Saturday, December 1, 2012

Case Law Bonus Post: Thomas v Davis

Outline:
  • The purpose of pleadings is to:
    • Frame the issues for trial
    • Permit the parties to frame their presentations accordingly
  • It is inappropriate for a party:
    • which has alleged or denied something in its complaint or answer
    • to seek to prevent its adversary from presenting otherwise admissible evidence that relates to that thing
    • by asserting that it is no longer interested in alleging or contesting that particular thing.
  • Parties may choose which evidence they wish to present and which arguments they wish to emphasize at trial
Notes: This case eliminates teams’ ability to pull a particular trick, which works like this: often in Mock Trial there are several points that are disputed in the case. Let’s take an example from State v. Dawson, the 2011-2012 college case. The defendant was charged with DUI and murder; the prosecution had to prepare its case with an eye to proving both of those charges.

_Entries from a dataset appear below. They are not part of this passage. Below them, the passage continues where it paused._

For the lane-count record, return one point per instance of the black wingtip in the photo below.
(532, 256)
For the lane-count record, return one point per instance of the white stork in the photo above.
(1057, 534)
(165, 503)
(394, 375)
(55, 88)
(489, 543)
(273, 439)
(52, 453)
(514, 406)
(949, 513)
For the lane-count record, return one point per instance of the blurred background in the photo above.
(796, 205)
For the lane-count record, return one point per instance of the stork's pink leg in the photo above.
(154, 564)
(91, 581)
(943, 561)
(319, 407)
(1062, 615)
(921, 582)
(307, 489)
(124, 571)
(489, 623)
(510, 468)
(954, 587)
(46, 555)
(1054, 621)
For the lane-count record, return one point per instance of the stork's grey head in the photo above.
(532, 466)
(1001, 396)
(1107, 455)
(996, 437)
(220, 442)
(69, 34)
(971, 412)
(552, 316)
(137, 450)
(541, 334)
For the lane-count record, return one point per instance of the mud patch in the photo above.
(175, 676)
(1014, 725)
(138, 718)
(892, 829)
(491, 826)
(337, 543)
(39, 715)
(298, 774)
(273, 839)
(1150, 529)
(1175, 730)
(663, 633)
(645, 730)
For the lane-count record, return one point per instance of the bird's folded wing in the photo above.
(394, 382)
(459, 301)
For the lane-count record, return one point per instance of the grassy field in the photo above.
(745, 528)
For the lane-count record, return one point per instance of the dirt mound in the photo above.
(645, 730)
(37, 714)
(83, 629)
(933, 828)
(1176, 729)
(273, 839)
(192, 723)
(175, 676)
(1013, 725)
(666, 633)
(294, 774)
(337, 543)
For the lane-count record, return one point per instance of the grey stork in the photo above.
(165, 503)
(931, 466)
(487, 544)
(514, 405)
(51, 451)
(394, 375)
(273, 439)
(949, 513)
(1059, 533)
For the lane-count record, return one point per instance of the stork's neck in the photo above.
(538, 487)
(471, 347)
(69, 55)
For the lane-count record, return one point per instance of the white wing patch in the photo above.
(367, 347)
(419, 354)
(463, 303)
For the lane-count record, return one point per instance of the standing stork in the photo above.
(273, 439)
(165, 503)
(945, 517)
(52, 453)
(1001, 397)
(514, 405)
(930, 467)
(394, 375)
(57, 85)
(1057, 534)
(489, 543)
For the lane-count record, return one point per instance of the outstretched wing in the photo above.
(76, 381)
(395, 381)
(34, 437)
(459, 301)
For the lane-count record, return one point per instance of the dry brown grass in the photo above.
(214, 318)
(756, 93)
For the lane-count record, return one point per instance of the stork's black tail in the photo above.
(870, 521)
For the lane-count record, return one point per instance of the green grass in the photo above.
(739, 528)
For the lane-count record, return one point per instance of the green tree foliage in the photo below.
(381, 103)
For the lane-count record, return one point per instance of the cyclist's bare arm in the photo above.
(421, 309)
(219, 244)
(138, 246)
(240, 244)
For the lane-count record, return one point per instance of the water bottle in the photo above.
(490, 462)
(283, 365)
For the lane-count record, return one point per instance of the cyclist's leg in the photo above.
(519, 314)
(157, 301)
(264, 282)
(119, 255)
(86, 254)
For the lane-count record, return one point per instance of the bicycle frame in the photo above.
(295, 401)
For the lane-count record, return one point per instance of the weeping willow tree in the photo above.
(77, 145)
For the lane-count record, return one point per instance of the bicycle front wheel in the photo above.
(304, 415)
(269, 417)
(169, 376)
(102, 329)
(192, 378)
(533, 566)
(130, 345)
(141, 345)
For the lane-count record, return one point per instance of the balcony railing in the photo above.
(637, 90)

Without this case law, the defense could have shown up and objected to relevance to all evidence that went to the DUI and not the murder, saying that they were willing to concede the DUI now, so disputing it was no longer relevant. That’s a bad legal trick but a very handy Mock Trial one, since it could cripple entire witnesses and require on-the-fly substantial reworking of closings. This case law forbids that tactic. The complaint and the answer, included in the case materials, set the standard for what is and isn’t relevant, not what the parties concede or contest at trial.

1 comment:

  1. Awesome case study included in this post. Thanks for sharing.